Plusieurs grandes lignes se détachent :

- Création d’un bail « mobilité » pour des logements meublés. Réservés aux jeunes actifs, cette nouvelle mesure semble en faveur des propriétaires. En effet le bail ne pourra pas être supérieur à dix mois et ne sera pas renouvelable. Le locataire ne pourra réclamer au bailleur de mettre le logement aux normes.

- Retour de l’encadrement des loyers dans les zones tendues. Rappelons que l’arrêté de la Maire de Paris prévoyant cette mesure avait été annulé par la justice au mois de novembre 2017.
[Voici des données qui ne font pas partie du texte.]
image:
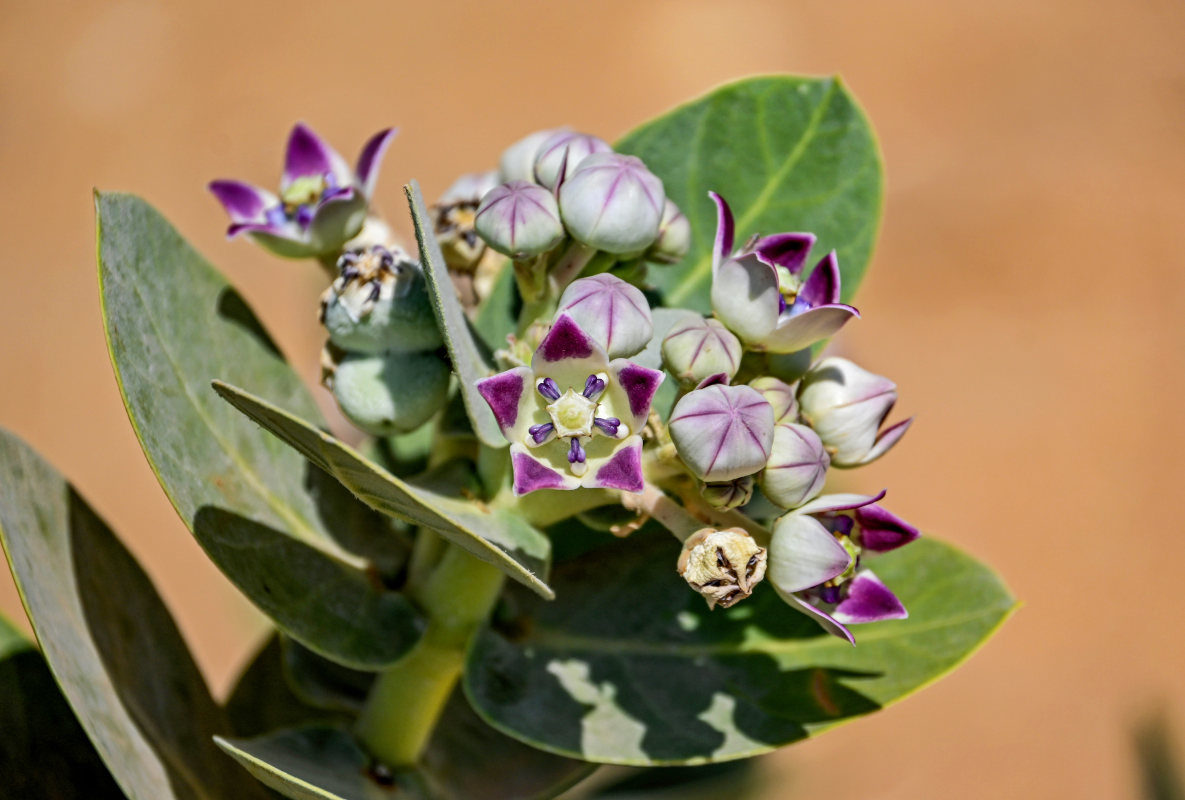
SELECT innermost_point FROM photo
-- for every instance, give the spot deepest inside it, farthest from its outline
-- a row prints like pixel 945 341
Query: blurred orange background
pixel 1027 293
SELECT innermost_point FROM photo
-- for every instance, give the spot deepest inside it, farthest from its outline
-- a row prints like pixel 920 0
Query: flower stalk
pixel 407 699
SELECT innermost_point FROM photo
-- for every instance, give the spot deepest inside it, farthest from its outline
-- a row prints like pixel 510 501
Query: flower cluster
pixel 734 462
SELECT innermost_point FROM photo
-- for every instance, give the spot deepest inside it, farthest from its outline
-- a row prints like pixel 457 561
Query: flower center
pixel 572 414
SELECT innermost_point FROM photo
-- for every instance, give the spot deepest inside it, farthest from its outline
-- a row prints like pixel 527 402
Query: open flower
pixel 815 561
pixel 760 294
pixel 321 202
pixel 574 417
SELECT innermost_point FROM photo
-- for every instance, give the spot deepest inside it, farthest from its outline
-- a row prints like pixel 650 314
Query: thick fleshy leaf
pixel 465 760
pixel 789 154
pixel 463 349
pixel 498 537
pixel 629 666
pixel 270 520
pixel 109 640
pixel 44 752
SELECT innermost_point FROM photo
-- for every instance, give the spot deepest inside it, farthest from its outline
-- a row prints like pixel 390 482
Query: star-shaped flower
pixel 574 417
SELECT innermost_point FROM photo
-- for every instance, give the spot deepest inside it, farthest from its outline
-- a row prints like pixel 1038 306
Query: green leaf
pixel 468 360
pixel 465 760
pixel 263 514
pixel 495 536
pixel 109 640
pixel 263 698
pixel 44 752
pixel 629 666
pixel 787 153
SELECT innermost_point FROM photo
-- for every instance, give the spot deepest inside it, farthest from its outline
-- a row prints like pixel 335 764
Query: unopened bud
pixel 610 311
pixel 846 407
pixel 722 433
pixel 729 494
pixel 796 467
pixel 517 161
pixel 391 392
pixel 700 347
pixel 674 236
pixel 722 565
pixel 613 203
pixel 780 395
pixel 519 219
pixel 379 302
pixel 562 153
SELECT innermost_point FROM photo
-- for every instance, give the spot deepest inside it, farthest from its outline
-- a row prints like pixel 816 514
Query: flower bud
pixel 729 494
pixel 613 203
pixel 379 302
pixel 519 219
pixel 699 347
pixel 780 395
pixel 722 565
pixel 613 312
pixel 391 392
pixel 723 433
pixel 562 153
pixel 796 467
pixel 674 236
pixel 517 161
pixel 846 405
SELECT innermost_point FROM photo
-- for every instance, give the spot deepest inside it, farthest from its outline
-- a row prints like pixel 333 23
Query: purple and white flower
pixel 760 294
pixel 613 312
pixel 321 203
pixel 846 405
pixel 722 433
pixel 796 466
pixel 613 203
pixel 574 417
pixel 815 561
pixel 519 219
pixel 561 153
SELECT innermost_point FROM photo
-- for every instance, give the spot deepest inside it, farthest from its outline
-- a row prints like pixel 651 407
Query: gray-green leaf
pixel 629 666
pixel 495 536
pixel 109 640
pixel 465 760
pixel 468 360
pixel 266 516
pixel 787 153
pixel 44 752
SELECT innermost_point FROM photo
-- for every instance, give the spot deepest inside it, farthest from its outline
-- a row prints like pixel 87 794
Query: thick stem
pixel 408 698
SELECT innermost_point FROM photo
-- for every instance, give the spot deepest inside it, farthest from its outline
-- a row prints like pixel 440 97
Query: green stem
pixel 408 698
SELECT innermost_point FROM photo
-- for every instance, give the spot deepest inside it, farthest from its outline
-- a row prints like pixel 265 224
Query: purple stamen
pixel 609 426
pixel 593 386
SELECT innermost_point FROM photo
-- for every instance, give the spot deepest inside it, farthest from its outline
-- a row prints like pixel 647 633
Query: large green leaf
pixel 44 752
pixel 277 526
pixel 468 360
pixel 629 666
pixel 787 153
pixel 109 640
pixel 495 536
pixel 465 760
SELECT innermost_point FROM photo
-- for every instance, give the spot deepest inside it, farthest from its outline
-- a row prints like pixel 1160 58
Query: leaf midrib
pixel 282 509
pixel 696 274
pixel 544 638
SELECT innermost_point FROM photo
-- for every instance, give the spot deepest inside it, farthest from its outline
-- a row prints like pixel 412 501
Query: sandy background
pixel 1026 294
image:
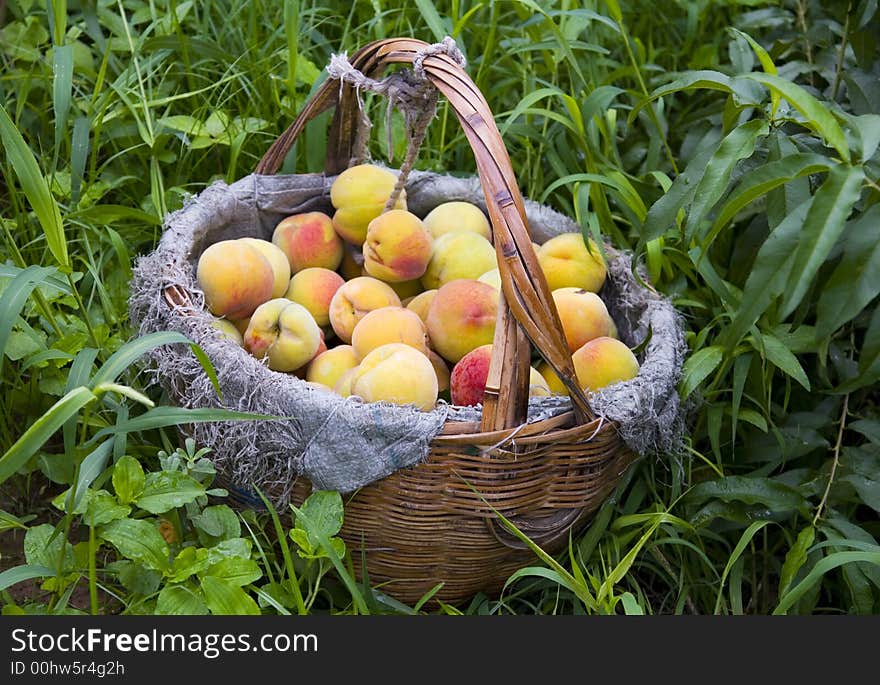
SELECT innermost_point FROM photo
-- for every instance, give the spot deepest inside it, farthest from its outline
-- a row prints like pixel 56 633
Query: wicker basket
pixel 436 522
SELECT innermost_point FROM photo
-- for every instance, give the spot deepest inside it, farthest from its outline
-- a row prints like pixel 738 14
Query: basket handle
pixel 527 311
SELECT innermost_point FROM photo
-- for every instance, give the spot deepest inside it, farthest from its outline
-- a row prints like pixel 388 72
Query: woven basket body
pixel 437 522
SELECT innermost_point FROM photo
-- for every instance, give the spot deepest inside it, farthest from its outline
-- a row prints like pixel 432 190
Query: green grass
pixel 731 145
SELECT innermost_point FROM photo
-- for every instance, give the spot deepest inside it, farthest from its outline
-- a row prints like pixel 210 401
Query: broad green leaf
pixel 763 179
pixel 698 366
pixel 42 429
pixel 737 145
pixel 35 188
pixel 772 349
pixel 166 490
pixel 225 599
pixel 749 490
pixel 856 280
pixel 767 276
pixel 822 227
pixel 138 540
pixel 128 479
pixel 796 558
pixel 179 600
pixel 22 573
pixel 819 117
pixel 236 571
pixel 829 563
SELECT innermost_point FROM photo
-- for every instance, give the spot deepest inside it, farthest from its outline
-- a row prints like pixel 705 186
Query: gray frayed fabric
pixel 343 443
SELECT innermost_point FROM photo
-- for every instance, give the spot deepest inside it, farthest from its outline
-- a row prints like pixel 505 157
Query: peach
pixel 421 302
pixel 603 361
pixel 352 264
pixel 467 382
pixel 359 194
pixel 235 277
pixel 556 386
pixel 278 260
pixel 492 277
pixel 397 247
pixel 462 317
pixel 284 332
pixel 327 368
pixel 441 368
pixel 228 330
pixel 406 290
pixel 389 324
pixel 458 255
pixel 455 216
pixel 354 299
pixel 314 288
pixel 343 384
pixel 583 315
pixel 308 239
pixel 397 373
pixel 566 261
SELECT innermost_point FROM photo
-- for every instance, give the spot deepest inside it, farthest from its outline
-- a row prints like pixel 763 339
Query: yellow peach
pixel 454 216
pixel 567 261
pixel 327 367
pixel 354 299
pixel 583 315
pixel 389 324
pixel 462 317
pixel 422 302
pixel 308 239
pixel 458 255
pixel 603 361
pixel 235 277
pixel 278 260
pixel 397 247
pixel 359 194
pixel 397 373
pixel 283 332
pixel 314 288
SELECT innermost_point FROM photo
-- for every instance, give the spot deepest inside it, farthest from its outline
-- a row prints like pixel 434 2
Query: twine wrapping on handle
pixel 410 91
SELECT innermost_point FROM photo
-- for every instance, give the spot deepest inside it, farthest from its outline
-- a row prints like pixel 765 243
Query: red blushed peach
pixel 235 277
pixel 314 288
pixel 308 239
pixel 583 314
pixel 602 362
pixel 397 247
pixel 462 317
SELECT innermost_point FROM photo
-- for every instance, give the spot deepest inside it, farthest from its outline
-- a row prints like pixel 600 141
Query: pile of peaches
pixel 390 306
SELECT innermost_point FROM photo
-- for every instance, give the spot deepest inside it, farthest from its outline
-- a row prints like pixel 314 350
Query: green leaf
pixel 856 280
pixel 772 494
pixel 698 366
pixel 42 429
pixel 825 221
pixel 225 599
pixel 139 541
pixel 818 116
pixel 772 349
pixel 796 558
pixel 767 276
pixel 35 187
pixel 822 567
pixel 737 145
pixel 22 573
pixel 166 490
pixel 128 479
pixel 179 600
pixel 236 571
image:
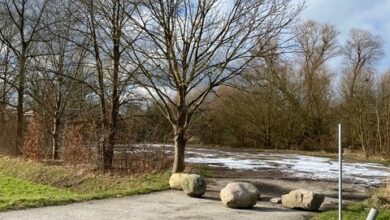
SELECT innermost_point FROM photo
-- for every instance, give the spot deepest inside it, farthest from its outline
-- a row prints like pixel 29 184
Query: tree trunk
pixel 20 106
pixel 55 139
pixel 180 143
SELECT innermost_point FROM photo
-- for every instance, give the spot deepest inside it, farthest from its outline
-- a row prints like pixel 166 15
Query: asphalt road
pixel 161 205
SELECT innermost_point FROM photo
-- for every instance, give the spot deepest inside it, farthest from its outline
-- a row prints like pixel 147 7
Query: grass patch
pixel 357 211
pixel 16 194
pixel 30 184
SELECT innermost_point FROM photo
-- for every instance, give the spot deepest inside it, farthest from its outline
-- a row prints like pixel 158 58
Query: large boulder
pixel 303 199
pixel 175 180
pixel 193 185
pixel 239 195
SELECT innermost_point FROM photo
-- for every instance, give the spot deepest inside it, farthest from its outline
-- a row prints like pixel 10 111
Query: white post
pixel 373 214
pixel 340 175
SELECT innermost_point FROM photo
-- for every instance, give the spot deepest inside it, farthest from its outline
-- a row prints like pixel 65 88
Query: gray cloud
pixel 346 14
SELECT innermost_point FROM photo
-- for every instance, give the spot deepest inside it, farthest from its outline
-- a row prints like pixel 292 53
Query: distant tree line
pixel 99 73
pixel 295 101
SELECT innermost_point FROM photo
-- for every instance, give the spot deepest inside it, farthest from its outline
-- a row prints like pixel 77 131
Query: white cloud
pixel 347 14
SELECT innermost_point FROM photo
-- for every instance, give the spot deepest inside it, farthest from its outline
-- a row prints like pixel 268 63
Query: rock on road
pixel 160 205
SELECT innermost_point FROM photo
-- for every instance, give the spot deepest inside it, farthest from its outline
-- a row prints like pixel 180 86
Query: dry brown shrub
pixel 32 140
pixel 76 151
pixel 141 159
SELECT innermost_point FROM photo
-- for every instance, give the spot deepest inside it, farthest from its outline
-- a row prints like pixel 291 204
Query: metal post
pixel 340 175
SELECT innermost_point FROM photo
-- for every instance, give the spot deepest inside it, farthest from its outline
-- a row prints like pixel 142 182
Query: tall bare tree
pixel 23 20
pixel 316 44
pixel 101 32
pixel 189 48
pixel 362 51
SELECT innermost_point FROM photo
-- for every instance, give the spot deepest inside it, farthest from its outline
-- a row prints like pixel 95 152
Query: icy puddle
pixel 299 166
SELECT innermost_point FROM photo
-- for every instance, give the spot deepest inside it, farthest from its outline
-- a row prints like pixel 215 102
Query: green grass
pixel 357 211
pixel 16 193
pixel 29 184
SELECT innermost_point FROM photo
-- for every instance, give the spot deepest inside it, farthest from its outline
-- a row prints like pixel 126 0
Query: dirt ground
pixel 176 205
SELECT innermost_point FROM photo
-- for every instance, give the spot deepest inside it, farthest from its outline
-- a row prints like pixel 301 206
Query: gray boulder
pixel 175 180
pixel 303 199
pixel 239 195
pixel 193 185
pixel 276 200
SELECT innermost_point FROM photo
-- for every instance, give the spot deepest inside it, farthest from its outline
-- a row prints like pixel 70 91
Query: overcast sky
pixel 372 15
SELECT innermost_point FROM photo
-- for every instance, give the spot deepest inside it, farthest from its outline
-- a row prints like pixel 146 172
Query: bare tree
pixel 23 20
pixel 316 44
pixel 191 47
pixel 362 51
pixel 101 32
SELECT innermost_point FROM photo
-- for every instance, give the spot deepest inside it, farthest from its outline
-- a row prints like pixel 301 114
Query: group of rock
pixel 242 195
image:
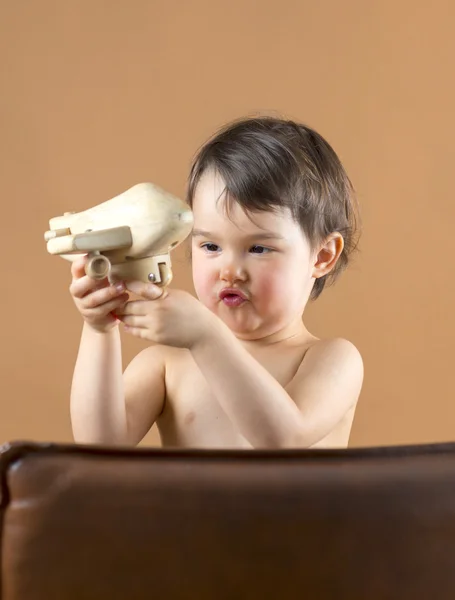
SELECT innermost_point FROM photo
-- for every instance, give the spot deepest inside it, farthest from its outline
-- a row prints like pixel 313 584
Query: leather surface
pixel 89 523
- Logements sociaux : les parlementaires ont abandonné l’idée que des groupes d’investissements privés puissent acquérir la nue-propriété de logements sociaux tout en laissant l’usufruit locatif à des bailleurs pendant quinze ans. A l’issue de cette période ils auraient pu revendre ou louer ces immeubles sur le marché libre. Cette mesure risquait de créer des ghettos de logements sociaux peu rentables rendant la mixité sociale de plus en plus aléatoire. Cependant, exceptées dans les zones en manque de logements sociaux, les bailleurs volontaires pourront se passer de l’accord du Maire pour céder une partie de leur parc. Les organismes gestionnaires de logements sociaux jugés trop nombreux seront contraints de se regrouper autour d’un parc d’au moins 12 000 logements. Pour des raisons historiques, mais surtout politique, un certain nombre de communes en particulier en ile de France ont souhaité disposer de « leur » organisme de logement social.

- Coups de canif dans la loi SRU : d’ici à 2025 les villes de plus de 3 500 habitants doivent compter au moins 25% de logements sociaux mais les villes qui entrent dans le dispositif parce que leur population a augmenté bénéficieront de quinze années supplémentaires pour atteindre cet objectif. En outre, seront désormais comptabilisés dans ces 25% des logements privés acquis par des ménages bénéficiant de prêt d’accession sociale.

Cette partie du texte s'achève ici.